# Multilevel Models (a.k.a. Hierarchical Models)

Bayesian hierarchical models (also called multilevel models) are a statistical model written at *multiple* levels (hierarchical form) that estimates the parameters of the posterior distribution using the Bayesian approach. The sub-models combine to form the hierarchical model, and Bayes' theorem is used to integrate them with the observed data and to account for all the uncertainty that is present. The result of this integration is the posterior distribution, also known as an updated probability estimate, as additional evidence of the likelihood function is integrated together with the prior distribution of the parameters.

Hierarchical modeling is used when information is available at several different levels of observation units. The hierarchical form of analysis and organization helps to understand multiparameter problems and also plays an important role in the development of computational strategies.
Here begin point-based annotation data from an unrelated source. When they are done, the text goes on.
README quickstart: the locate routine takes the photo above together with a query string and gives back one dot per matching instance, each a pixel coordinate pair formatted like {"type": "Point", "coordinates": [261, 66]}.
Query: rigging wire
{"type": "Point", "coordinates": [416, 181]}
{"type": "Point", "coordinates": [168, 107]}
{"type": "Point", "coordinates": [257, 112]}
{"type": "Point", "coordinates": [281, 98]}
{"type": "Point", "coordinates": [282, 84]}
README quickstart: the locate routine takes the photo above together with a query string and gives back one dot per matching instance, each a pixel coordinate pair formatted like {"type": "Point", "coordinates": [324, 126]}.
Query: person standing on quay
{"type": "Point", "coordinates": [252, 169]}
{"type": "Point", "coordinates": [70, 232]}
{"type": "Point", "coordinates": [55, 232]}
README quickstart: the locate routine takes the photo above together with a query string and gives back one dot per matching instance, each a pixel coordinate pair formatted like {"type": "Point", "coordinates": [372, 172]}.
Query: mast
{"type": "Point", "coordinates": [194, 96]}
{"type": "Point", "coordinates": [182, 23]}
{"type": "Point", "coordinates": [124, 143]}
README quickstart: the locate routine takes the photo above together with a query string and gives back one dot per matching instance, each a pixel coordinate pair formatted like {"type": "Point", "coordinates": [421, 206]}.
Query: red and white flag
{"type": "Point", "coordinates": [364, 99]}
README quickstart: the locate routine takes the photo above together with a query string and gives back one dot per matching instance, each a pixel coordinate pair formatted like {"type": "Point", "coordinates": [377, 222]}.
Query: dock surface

Hierarchical models are mathematical statements that involve several parameters, so that the estimates of some parameters depend significantly on the values of other parameters. The figure below shows a hierarchical model in which there is a $\phi$ hyperparameter that parameterizes the parameters $\theta_1, \theta_2, \dots, \theta_N$ that are finally used to infer the posterior density of some variable of interest $\mathbf{y} = y_1, y_2, \dots, y_N$.

*Hierarchical Model*

## When to use Multilevel Models?

Multilevel models are particularly suitable for research projects where participant data is organized at more than one level, *i.e.* nested data. Units of analysis are usually individuals (at a lower level) that are nested in contextual/aggregate units (at a higher level). An example is when we are measuring the performance of individuals and we have additional information about belonging to different groups such as sex, age group, hierarchical level, educational level or housing status.

There is a main assumption that cannot be violated in multilevel models which is **exchangeability** (de Finetti, 1974; Nau, 2001). Yes, this is the same assumption that we discussed in 2. **What is Bayesian Statistics?**. This assumption assumes that groups are exchangeable. The figure below shows a graphical representation of the exchangeability. The groups shown as "cups" that contain observations shown as "balls". If in the model's inferences, this assumption is violated, then multilevel models are not appropriate. This means that, since there is no theoretical justification to support exchangeability, the inferences of the multilevel model are not robust and the model can suffer from several pathologies and should not be used for any scientific or applied analysis.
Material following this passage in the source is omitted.